C’était du moins ce que
nous indiquèrent les titres de quelques journaux. Renseignements pris, l’erreur
avait consisté à chanter le couplet « Deutschland, Deutschland über
alles »[i],
bien connu depuis 1844 et retiré en 1952 de cet hymne. Il est vrai qu’entre-temps
le goût de paraître envahissant avait passé aux Allemands. Notons que cet hymne
est chanté sur un timbre composé par Josef Haydn en 1797, ce qui n’est pas rien
(et ce qui n’est pas nazi non plus grâce à Dieu).
Si j’étais un instant
tenté par un manque de charité, j’appliquerais volontiers à nos amis les
journalistes ce titre relevé dans le Figaro cette semaine : « Si
les babouins avaient un cerveau plus développé, ils pourraient parler ».
Mais ne cédons pas à la tentation, car l’article portant cet admirable titre
contenait peut-être, qui sait, d’intéressantes informations sur la structure
cérébrale des vaillants babouins, et contentons-nous de remarquer que si les
serpents avaient des pattes, ils trotteraient peut-être avec une certaine
élégance.
Les journalistes
vont à la messe !
La plaisanterie est
facile : quand un candidat à la présidentielle se rend sur l’île de la
Réunion, il va de soi que celle-ci devient la Réunion électorale. C’est dans ce
cadre que M. Fillon s’y trouvait il y a quelques jours, notamment le 12
février. Comme c’était un dimanche, M. Fillon s’est rendu à la messe. Miracle :
les journalistes l’y ont suivi ! Ils ont été paraît-il fort impressionnés
de ce que la lecture de l’Evangile se rapportât tant aux déboires de M. Fillon :
« tu ne t’en sortiras pas avant d’avoir payé jusqu’au dernier sou. »

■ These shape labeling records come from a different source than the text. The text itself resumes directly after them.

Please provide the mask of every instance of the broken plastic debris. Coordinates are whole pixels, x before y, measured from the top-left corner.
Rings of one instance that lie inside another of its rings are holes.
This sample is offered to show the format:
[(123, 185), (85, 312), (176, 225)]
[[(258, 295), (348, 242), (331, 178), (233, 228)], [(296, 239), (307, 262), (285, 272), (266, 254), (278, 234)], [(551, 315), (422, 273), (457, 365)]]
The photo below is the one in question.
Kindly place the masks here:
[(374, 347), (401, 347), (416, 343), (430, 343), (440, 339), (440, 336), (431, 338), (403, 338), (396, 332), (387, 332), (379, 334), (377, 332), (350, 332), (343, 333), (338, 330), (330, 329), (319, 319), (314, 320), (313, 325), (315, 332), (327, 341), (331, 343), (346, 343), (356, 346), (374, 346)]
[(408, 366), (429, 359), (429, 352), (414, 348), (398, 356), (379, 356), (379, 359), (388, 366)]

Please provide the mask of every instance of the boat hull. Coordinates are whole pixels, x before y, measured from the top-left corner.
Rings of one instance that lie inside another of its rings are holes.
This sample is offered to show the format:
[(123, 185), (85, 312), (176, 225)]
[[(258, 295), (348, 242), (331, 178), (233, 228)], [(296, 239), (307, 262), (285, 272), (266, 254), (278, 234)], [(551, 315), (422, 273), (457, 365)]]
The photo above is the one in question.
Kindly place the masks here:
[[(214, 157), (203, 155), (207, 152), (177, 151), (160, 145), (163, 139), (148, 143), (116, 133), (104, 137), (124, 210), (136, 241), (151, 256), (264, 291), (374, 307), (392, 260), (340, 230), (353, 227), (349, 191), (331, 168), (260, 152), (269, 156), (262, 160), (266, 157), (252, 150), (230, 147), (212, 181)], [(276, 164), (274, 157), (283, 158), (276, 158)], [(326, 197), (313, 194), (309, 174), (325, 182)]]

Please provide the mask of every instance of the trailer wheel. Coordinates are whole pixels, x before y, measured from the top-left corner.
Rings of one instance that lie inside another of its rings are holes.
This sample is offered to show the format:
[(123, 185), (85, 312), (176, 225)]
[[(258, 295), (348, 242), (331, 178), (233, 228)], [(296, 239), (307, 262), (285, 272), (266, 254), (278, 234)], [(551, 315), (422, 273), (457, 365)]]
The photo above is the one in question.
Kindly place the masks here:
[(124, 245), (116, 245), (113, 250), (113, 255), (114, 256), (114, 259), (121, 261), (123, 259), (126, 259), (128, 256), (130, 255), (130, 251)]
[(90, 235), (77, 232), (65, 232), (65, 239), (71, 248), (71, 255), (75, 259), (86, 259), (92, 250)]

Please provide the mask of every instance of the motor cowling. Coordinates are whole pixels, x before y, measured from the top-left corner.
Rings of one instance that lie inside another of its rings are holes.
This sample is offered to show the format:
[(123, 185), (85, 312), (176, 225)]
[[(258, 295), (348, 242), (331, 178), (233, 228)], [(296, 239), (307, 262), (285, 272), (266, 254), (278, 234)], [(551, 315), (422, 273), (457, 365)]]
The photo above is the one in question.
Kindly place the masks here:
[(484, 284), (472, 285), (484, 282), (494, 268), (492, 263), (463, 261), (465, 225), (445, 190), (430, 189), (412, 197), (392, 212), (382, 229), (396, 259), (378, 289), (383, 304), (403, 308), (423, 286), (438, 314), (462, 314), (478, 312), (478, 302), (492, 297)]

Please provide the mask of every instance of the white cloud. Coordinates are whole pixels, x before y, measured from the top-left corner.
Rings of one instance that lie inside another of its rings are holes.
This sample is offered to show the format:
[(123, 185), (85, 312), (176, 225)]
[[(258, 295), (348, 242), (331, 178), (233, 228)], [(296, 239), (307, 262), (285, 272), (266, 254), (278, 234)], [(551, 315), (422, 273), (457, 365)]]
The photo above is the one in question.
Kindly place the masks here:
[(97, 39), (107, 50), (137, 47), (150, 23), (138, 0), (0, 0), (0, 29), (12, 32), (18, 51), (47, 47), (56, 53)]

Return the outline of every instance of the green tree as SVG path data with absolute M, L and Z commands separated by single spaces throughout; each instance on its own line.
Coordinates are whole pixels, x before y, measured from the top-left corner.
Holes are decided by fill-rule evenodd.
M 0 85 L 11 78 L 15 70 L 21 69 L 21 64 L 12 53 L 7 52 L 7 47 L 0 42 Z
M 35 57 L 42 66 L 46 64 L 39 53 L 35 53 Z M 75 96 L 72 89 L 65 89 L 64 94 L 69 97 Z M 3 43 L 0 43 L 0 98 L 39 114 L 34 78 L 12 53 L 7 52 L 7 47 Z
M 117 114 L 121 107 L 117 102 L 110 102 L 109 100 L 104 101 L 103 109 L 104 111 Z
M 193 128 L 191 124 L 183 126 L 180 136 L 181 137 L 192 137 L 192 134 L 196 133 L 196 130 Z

Ils n’ont, semble-t-il, retenu que cette parole. Peut-être en est-il qui ont
cru que le prêtre avait choisi ce texte exprès pour faire honte à M. Fillon…
Si c’est le cas, ils
feront bien d’ouvrir un missel ou de se renseigner auprès de personnes plus au
fait qu’eux pour apprendre que c’était l’Evangile[ii] lu
dans toute l’Eglise catholique ce sixième dimanche du temps ordinaire (année
A). S’ils voulaient bien savoir quelle richesse contient ce passage ! Il s’agit
de beaucoup plus de taper sur les doigts d’un banal politicien français. L’eussent-ils
d’ailleurs remarqué si M. Fillon s’était aussi discrètement que possible rendu
à la messe à Sablé-sur-Sarthe ?
M. Fillon a peut-être
rougi, tiqué ou blêmi. Qu’importe ! Nous avons probablement tous de quoi
le faire en entendant ces paroles. Cela va bien plus loin, bien plus
profondément dans l’âme de chacun que ce que certains semblent imaginer.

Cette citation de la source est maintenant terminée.